Ein lehrreicher Ortstermin…

Offene Klever besuchten Hauptfeuerwache: Neubau ist überfällig

Die komplette Ratsfraktion der Offenen Klever, in Begleitung der Vorsitzenden der Wählergemeinschaft, Inge Kiwus, besichtigte am 17. November 2023 die Hauptfeuerwache der “Freiwilligen Feuerwehr” in Kleve. Damit setzten sie eine Verabredung um, die die OK am Rande des Feuerwehrfests 2023 mit Standbrandinspektor Ralf Benkel, dem Leiter der Freiwilligen Feuerwehr der Stadt Kleve, getroffen hatten.

Die Offenen Klever wollten sich einen eigenen Eindruck vom baulichen Zustand des Gebäudes verschaffen.

Standbrandinspektor Benkel führte die Offenen Klever durch das Gebäude, stellte seinen Gästen Fahrzeuge, Ausrüstung und Raumausstattung vor und beantwortete Fragen dazu. Nach einer Besichtigung folgte ein Austausch über Struktur und Aufstellung der Feuerwehr in Kleve.

Bei dieser Gelegenheit äußerten die Offenen Klever ihre Anerkennung für den zu 100% ehrenamtlichen Einsatz der Mitglieder der freiwilligen Feuerwehr.

“Was Ihre Kameradinnen und Kameraden unter diesen herausfordernden räumlichen Verhältnissen täglich für uns alle leisten, ist enorm”, fasste OK-Fraktionsvorsitzender Udo Weinrich die Eindrücke der Gäste zusammen und bat den Leiter der Freiwilligen Feuerwehr, den Dank von Fraktion und Wählergemeinschaft, an seine Männer und Frauen weiterzugeben.

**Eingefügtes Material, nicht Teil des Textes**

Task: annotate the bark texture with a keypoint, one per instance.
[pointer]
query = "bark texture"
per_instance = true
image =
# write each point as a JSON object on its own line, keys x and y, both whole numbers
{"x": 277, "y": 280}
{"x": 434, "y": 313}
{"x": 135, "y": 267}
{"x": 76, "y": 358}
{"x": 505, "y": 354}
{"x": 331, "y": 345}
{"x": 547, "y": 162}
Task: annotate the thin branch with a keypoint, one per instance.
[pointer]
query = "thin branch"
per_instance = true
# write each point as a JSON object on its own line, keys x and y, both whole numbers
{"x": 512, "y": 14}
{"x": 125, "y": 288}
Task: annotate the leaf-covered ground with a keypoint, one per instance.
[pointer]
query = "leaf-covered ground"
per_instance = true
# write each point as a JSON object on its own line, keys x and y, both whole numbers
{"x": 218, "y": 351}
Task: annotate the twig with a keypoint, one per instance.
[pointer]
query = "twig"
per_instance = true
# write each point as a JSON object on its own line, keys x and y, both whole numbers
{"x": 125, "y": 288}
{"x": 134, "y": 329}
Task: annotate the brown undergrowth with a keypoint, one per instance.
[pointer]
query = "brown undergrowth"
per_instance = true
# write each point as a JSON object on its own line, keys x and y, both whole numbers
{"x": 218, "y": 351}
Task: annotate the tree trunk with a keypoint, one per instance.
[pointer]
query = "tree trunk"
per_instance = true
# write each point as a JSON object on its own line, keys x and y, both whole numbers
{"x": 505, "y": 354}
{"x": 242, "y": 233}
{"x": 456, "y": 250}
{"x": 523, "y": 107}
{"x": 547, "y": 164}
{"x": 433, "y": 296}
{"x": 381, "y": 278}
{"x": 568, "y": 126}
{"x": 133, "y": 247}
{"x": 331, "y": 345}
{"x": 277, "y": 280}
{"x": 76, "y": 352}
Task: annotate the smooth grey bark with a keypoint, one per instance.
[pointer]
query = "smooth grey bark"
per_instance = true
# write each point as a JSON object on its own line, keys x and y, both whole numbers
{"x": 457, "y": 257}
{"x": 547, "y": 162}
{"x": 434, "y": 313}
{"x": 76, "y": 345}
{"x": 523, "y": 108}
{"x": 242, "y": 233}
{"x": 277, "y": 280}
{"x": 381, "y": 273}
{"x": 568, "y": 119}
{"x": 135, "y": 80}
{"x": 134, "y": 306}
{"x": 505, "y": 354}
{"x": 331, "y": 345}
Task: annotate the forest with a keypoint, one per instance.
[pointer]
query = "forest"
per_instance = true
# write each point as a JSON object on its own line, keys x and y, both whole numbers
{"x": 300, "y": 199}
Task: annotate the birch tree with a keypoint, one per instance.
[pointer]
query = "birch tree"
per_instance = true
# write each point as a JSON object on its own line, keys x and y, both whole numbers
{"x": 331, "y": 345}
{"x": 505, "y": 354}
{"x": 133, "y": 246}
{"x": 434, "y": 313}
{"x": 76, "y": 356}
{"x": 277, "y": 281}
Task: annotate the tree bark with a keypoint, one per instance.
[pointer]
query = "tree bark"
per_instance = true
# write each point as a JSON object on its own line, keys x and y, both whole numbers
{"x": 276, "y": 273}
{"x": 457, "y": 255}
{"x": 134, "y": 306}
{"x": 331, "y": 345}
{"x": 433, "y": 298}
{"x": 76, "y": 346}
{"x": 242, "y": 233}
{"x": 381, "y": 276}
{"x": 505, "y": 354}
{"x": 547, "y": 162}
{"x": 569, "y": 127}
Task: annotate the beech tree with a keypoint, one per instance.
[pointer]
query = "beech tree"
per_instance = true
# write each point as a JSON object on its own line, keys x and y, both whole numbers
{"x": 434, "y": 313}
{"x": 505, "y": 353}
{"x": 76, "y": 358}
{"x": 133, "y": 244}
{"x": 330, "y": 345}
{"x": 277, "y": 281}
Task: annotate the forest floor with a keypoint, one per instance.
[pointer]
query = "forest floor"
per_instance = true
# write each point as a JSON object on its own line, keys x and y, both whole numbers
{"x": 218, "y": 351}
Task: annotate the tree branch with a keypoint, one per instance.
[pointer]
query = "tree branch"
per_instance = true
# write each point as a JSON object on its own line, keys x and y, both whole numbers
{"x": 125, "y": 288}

Von links nach rechts: Udo Weinrich (Fraktionsvorsitzender), Ralf Benkel (Stadtbrandinspektor), Anne Fuchs (Ratsmitglied), Marco Hendricks (Ratsmitglied), Inge Kiwus (Vorsitzende der OK). Es fehlt: Britta Schütt (Ratsmitglied), die fotografierte

Die Offenen Klever beließen es jedoch nicht nur bei “guten Worten”, sondern stellten Handlungsbedarf fest:

Die Hauptwache ist erkennbar “in die Jahre gekommen” und müsste möglichst bald durch einen Neubau ersetzt werden. Wartung und Bauunterhaltung belasten Haushalt 2024 mit 40.000 EUR und scheinen nicht mehr zu sein als “Tropfen auf den heißen Stein.” Geheizt wird mit Gas. Wärmedämmung und energetische Optimierung des Gebäudes sind wirtschaftlich nicht rentabel.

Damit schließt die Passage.